# General > Recipes >  yorky sausage pudds

## andrew.bowles30

in my buffets i use small youkshires fill them with stuffing place a small sausage on top then put onion relish on top these dont last long we do lots of buffets and are asked to put more on you could even put beef on with horse radish great foods go well ::

----------


## ciderally

Mmmmmmmmmmm sounds good

----------


## S&LHEN

Be good im on a diet  :Frown: 
Sounds amazing mmmmm!!!





> in my buffets i use small youkshires fill them with stuffing place a small sausage on top then put onion relish on top these dont last long we do lots of buffets and are asked to put more on you could even put beef on with horse radish great foods go well

----------


## Dadie

My puds either work out wonderful or flop big style..I use the same recipe (ish) everytime but sometimes it goes all pete tong!
Any tips?

----------


## orkneycadian

Most usual cause for failure is the oven, and/or the dripping, not being hot enough.  Both need to be absolutely stinking hot (the former such that it singes your eyebrows when you open the door, the latter almost to the point of giving the Fire Brigade a double time call out on a Sunday....) so that when the batter goes in, it has little choice but go upwards!

----------


## rich62_uk

http://www.food.com/recipe/jamie-oli...uddings-171106

I have been using this recipe for years and it NEVER fails .....
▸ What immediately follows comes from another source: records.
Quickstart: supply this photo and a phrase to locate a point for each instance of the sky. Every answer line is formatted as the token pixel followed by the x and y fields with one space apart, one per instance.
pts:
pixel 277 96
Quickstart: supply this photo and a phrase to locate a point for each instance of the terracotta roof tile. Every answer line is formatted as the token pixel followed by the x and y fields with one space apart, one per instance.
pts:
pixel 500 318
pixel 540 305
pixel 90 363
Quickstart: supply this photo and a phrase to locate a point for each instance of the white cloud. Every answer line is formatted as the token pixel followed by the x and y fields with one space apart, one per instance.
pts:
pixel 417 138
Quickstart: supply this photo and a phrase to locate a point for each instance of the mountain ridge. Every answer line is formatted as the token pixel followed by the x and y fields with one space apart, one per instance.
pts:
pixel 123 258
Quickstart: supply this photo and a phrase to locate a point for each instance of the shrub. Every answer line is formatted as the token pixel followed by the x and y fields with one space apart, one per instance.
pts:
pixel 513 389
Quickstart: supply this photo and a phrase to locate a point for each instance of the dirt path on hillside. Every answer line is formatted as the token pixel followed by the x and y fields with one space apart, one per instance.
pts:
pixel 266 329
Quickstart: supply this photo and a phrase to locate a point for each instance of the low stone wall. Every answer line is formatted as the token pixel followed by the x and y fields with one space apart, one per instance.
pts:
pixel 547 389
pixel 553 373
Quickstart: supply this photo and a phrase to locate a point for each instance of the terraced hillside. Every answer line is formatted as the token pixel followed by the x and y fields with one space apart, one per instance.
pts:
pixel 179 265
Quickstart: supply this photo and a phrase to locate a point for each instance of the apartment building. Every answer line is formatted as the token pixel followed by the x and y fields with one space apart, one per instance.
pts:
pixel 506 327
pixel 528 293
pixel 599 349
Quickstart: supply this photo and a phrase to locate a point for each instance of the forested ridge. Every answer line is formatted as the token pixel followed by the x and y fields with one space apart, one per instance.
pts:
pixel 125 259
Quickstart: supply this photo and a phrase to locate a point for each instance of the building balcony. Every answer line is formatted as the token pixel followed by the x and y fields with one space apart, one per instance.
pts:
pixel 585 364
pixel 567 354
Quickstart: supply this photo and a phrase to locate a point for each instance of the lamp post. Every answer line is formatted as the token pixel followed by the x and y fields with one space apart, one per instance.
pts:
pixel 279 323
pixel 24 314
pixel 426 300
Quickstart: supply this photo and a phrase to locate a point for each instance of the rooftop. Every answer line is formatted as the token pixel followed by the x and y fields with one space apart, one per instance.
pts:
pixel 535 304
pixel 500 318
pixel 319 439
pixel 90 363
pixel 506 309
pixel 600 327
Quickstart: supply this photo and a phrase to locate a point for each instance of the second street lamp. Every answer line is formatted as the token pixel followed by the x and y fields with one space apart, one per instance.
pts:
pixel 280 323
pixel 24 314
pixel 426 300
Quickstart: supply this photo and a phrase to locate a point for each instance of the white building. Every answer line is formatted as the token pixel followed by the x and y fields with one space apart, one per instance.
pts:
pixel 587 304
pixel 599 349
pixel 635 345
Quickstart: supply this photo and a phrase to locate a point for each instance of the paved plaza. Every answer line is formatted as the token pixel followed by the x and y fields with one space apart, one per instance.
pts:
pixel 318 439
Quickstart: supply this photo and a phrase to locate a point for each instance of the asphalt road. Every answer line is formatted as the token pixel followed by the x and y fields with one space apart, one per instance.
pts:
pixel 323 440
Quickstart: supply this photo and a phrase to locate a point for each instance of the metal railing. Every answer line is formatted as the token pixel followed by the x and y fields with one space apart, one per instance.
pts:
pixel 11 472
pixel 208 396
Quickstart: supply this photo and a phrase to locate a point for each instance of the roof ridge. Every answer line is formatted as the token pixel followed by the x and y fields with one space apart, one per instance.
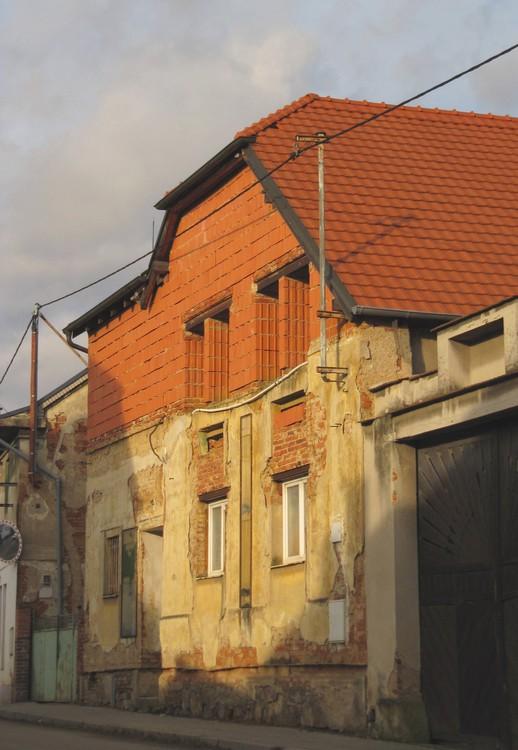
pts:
pixel 278 114
pixel 419 108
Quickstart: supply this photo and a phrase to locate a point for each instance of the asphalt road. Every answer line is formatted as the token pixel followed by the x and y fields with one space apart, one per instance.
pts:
pixel 19 736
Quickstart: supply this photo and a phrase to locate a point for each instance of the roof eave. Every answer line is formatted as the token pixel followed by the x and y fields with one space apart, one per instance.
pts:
pixel 365 311
pixel 107 308
pixel 184 188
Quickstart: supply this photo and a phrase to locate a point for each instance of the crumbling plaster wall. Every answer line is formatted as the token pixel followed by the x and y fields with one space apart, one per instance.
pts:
pixel 207 640
pixel 61 450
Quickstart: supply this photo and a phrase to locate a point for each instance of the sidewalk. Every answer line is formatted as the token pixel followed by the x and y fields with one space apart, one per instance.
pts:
pixel 201 733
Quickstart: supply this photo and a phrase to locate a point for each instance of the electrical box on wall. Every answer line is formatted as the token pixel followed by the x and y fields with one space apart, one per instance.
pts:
pixel 336 531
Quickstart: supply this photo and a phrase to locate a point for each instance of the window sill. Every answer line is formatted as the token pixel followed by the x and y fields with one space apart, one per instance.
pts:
pixel 288 564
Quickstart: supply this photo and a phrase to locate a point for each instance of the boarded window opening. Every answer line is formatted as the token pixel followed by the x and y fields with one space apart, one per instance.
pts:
pixel 111 564
pixel 129 584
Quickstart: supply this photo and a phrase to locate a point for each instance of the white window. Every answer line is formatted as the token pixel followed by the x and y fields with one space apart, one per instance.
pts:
pixel 217 538
pixel 293 502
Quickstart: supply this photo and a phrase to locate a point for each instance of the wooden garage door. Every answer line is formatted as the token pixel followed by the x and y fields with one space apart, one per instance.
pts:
pixel 468 572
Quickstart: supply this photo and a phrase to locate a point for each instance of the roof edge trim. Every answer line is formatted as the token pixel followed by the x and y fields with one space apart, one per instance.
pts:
pixel 115 303
pixel 174 195
pixel 364 311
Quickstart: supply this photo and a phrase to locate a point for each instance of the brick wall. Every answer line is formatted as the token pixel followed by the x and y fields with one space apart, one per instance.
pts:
pixel 290 442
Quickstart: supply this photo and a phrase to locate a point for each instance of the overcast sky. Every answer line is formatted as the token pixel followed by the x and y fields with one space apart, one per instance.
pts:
pixel 106 104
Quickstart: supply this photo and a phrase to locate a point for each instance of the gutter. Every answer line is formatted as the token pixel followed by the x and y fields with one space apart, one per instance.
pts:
pixel 363 311
pixel 185 187
pixel 59 522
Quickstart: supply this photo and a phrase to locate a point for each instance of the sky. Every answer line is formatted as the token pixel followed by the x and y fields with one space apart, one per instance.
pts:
pixel 107 104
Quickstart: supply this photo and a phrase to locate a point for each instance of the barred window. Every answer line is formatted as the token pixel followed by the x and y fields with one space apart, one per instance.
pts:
pixel 111 564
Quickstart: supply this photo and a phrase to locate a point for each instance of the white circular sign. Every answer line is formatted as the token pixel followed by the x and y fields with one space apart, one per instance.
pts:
pixel 10 542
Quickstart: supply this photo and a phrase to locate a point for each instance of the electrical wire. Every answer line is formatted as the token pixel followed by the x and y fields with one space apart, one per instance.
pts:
pixel 97 281
pixel 340 133
pixel 16 351
pixel 290 158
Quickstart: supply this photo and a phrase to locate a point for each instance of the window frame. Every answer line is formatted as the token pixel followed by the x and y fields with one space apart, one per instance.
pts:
pixel 216 572
pixel 301 556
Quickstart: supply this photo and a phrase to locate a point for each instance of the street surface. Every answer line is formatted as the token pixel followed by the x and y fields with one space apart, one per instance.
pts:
pixel 19 736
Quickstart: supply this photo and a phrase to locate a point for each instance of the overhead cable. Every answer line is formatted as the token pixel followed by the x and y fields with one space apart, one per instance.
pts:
pixel 16 351
pixel 290 158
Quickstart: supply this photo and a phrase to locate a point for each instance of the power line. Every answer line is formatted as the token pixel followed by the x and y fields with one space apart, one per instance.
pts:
pixel 16 351
pixel 290 158
pixel 268 174
pixel 97 281
pixel 340 133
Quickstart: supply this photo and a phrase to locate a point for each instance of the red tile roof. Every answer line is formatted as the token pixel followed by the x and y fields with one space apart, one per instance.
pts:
pixel 421 205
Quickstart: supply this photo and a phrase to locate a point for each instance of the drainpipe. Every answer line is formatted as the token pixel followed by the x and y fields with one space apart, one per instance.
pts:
pixel 59 524
pixel 322 250
pixel 33 409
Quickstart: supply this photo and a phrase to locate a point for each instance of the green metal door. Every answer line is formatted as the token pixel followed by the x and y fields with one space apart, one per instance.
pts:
pixel 44 664
pixel 54 660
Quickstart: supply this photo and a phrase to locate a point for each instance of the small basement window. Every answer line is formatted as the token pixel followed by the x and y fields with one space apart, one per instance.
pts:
pixel 211 437
pixel 293 521
pixel 111 564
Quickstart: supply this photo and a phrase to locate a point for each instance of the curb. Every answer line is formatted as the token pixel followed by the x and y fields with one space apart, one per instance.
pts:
pixel 185 740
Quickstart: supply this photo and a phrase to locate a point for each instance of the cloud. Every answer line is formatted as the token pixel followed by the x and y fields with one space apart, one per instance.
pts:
pixel 108 104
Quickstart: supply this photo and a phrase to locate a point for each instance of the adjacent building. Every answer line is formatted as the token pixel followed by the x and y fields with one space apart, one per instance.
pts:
pixel 41 591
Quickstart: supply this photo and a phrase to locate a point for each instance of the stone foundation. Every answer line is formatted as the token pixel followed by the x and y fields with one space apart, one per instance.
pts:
pixel 323 698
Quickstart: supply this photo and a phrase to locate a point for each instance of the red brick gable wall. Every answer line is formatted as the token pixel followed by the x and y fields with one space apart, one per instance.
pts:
pixel 143 361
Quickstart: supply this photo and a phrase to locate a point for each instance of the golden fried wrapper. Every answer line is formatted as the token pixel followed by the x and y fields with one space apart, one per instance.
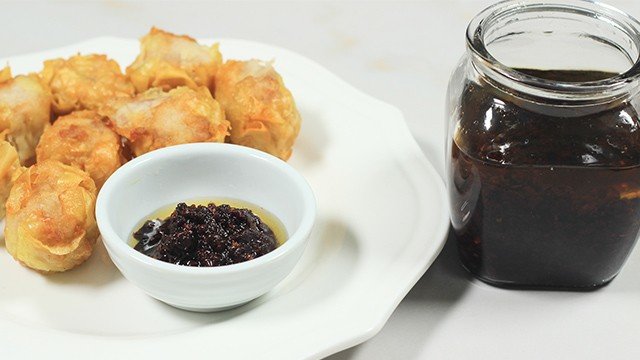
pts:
pixel 261 110
pixel 25 111
pixel 84 82
pixel 167 61
pixel 50 223
pixel 82 139
pixel 157 119
pixel 9 163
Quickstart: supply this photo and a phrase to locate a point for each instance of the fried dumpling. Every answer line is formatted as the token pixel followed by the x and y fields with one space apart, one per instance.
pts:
pixel 50 222
pixel 167 61
pixel 157 119
pixel 9 163
pixel 25 111
pixel 262 112
pixel 82 139
pixel 84 82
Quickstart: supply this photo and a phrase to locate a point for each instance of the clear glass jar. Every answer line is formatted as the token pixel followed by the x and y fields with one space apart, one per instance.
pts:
pixel 543 150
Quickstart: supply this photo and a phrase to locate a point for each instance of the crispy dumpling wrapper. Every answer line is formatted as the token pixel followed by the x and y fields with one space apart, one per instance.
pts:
pixel 168 61
pixel 261 110
pixel 50 222
pixel 9 164
pixel 83 140
pixel 157 119
pixel 25 112
pixel 84 82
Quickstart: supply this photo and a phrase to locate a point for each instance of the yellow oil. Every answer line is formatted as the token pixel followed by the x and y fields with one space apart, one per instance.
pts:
pixel 265 216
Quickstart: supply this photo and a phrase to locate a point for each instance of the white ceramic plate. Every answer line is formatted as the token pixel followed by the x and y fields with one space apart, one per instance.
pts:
pixel 382 220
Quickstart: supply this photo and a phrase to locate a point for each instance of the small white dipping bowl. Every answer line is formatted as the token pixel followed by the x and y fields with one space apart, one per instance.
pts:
pixel 200 171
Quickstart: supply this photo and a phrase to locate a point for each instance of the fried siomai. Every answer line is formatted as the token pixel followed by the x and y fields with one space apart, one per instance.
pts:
pixel 82 139
pixel 9 164
pixel 157 119
pixel 50 222
pixel 167 61
pixel 25 111
pixel 84 82
pixel 262 112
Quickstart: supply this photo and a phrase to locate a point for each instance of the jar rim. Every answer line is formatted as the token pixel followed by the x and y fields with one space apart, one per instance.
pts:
pixel 564 90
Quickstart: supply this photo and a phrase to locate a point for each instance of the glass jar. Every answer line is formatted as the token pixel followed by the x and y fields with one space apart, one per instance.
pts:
pixel 543 144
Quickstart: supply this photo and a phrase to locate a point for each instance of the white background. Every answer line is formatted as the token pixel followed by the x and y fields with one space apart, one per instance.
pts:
pixel 402 53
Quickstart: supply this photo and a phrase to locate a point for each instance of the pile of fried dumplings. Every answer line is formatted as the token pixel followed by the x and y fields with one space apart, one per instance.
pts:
pixel 66 129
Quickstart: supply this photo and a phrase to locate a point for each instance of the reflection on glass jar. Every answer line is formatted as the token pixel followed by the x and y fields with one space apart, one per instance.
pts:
pixel 543 150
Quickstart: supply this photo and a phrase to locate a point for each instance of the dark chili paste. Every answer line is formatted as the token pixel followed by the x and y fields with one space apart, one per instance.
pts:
pixel 199 235
pixel 544 196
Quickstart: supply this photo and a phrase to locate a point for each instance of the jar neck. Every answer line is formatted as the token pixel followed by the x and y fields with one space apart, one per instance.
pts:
pixel 557 35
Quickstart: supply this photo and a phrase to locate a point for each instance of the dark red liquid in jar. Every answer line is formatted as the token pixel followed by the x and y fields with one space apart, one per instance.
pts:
pixel 542 196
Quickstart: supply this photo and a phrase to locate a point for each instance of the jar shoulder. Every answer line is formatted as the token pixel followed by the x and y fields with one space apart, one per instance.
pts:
pixel 495 126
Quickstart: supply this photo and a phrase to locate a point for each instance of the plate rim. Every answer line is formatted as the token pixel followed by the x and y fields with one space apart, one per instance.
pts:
pixel 408 143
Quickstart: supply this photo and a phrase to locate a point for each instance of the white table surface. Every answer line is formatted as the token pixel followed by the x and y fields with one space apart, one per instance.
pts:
pixel 401 53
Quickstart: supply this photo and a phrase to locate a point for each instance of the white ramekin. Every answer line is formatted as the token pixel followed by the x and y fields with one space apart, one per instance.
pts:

Kids adore them and wait for the extras to chill then add jam to them for desert  :Smile:

----------


## orkneycadian

Also, I reckon that success is more assured when using beef dripping rather than vegetable oil.  If you must use oil, then use olive oil.  

Reasoning - (sorry for the science!) Beef dripping holds more heat energy at a given temperature (its specific heat capacity  :: ) than olive oil, which in turn holds more heat energy than vegetable oil.  When you put the batter into hot dripping, it doesn't cool as much as vegetable oil would - As its all about temperature, the dripping gets the batter hotter faster, and as a result the Yorkies rise easier and come out nice and crispy!

Oh, and you'll get a heart attack eating them, but thats by the by....

----------